To test hypothesis 5, the effect of WOM has to be measured on repeat sales. There is no direct measure indicating WOM, but the measure for WOM in this model will be indirect in nature. The word-of-mouth effect on sales will result from the 𝛽$ in combination with the potential sales in the post-trail segments. In this thesis there will not be a focus on the fifth hypothesis because of the lack of direct data. Therefore, in the next section we will only focus on the first four hypothesis.

After testing for the hypothesis by comparing the effect of different marketing efforts on the beta’s in the model, further analysis is done. During these analysis different models are compared in order to get the best model possible. A difference is made between the effect of marketing mechanisms on different Beta’s. Additionally, there is a comparison between the two different categories: Petcare and confectionary.

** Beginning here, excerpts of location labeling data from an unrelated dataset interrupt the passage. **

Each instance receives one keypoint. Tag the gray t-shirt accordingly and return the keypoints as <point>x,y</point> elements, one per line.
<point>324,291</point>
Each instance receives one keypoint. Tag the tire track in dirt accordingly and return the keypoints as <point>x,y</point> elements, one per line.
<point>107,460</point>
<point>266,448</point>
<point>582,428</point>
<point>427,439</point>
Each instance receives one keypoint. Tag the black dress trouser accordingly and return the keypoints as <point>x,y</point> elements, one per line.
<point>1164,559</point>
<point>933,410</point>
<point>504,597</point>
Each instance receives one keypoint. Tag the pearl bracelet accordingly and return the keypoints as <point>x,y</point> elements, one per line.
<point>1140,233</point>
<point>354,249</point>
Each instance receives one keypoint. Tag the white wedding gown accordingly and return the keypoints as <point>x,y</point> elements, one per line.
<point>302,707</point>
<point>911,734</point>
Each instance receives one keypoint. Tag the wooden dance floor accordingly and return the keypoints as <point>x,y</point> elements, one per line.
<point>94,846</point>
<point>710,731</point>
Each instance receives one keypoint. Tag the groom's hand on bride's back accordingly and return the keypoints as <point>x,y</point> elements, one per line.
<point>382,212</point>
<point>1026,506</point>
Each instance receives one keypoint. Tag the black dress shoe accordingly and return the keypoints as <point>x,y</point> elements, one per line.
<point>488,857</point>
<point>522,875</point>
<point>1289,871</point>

Within this thesis the program R is used to analyze the secondary data. Before the data can be analyzed, the data needs to be prepared. First of all, the descriptives are done in order to get a feeling of the data. The outliers or missings are dealt with. The data contains a lot of NA’s in the marketing variables, indicating there is no mechanism that week for that innovation. To do the analysis, all the NA’s will be replaced with zeros. These zeros have to be numeric in order for it to work, so this is checked and corrected when needed.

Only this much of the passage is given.